Le sujet doit être baigné dans une lumière neutre, non orientée, pour ne pas créer des dysymétries artificielles.
Des rallonges USB peuvent pailler les insuffisances de longueur des fils originels, mais l’alimentation de la caméra via le port USB peut souffrir d’une trop grande longueur de rallonge...
Traiter l’image
Une fois n’est pas coutume, l’avantage revient à Windows pour son logiciel gratuit
Windows Live Media Player (7 et Vista uniquement).
L’image peut être pivotée dans le logiciel d’un simple clic et son emploi est simplissime (quasiment Apple-issime). Les fichiers seront un peu lourds, mais avec des disques durs communément d’un téraoctet, quelle importance ?
Il existe dans ce logiciel un filtre génial ("détection des bords" dans "effets visuels") qui permet de faire apparaitre uniquement les contours d’un sujet de façon suffisamment précise pour l’examen tout en permettant une anonymisation relative (voir vidéo jointe). La lecture ralentie fait partie des options immédiatement disponibles.
Le logiciel
VLC, lui aussi gratuit mais ouvert et multiplateformes (Linux notamment), apparaît a contrario comme une usine à gaz dont les commandes changent au gré des mises à jour.

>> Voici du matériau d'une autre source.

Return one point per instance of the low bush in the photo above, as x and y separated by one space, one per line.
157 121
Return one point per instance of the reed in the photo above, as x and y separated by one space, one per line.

Faire reconnaître la caméra d’acquisition nécessite plusieurs manipulations voire être impossible (pas de reconnaissance d’autre webcams que la Eyesight sur Mac) ; la rotation de l’image, appelée transformation dans VLC à partir du menu filtre vidéo, nécessite de cocher / décocher / recocher la commande «rotation à 270°» (va comprendre, Charles...).
Il peut passer en boucle des plans à des vitesses de lecture programmables, au bout de quelques heures de manips. L’anonymisation relative est elle aussi possible (
gradient video filter dans le menu vidéo étendu des préférences), mais après moults tâtonnements.
Sur Mac, iPhoto comme Quicktime Player permettent l’acquisition vidéo (sur les rares ordinateurs qui ne sont pas dotés originellement d’une webcam, qui est alors la seule reconnue par Quicktime...).
Il ne faut par contre pas espérer se servir de iMovie pour la capture. Il faut filmer en mode paysage et risquer le torticolis lors de l’acquisition, basculer sur iMovie (qui n’est pas un modèle de rapidité) pour transformer le film en mode portrait, ou acheter la version Pro de Quicktime (30 € d’arnaque) pour trouver au fin fond du logiciel la commande de rotation de la vidéo.
L’anonymisation du patient est réalisable à l’aide du filtre «bande dessinée» d’IPhoto, au prix d’une perte d’information (jolis gros grains PopArt façon Roy Lichtenstein), moins précise que le filtre Windows.
Le meilleur «plan» reste donc jusqu'à plus ample informé un PC sous Windows 7, avec un bon gros disque dur (400 €), une webcam HD (30 €) facile à plaquer au mur (éviter si possible les boules ovales, préférer les formats orthogonaux), pas trop loin du PC, pas trop près du patient, au signal traité par Windows Live Media Player (gratoche).
Bon, maintenant, si vous préférez encore l’oeil du maquignon, la main de ma sœur et les doigts qui sentent, je ne peux plus rien pour vous.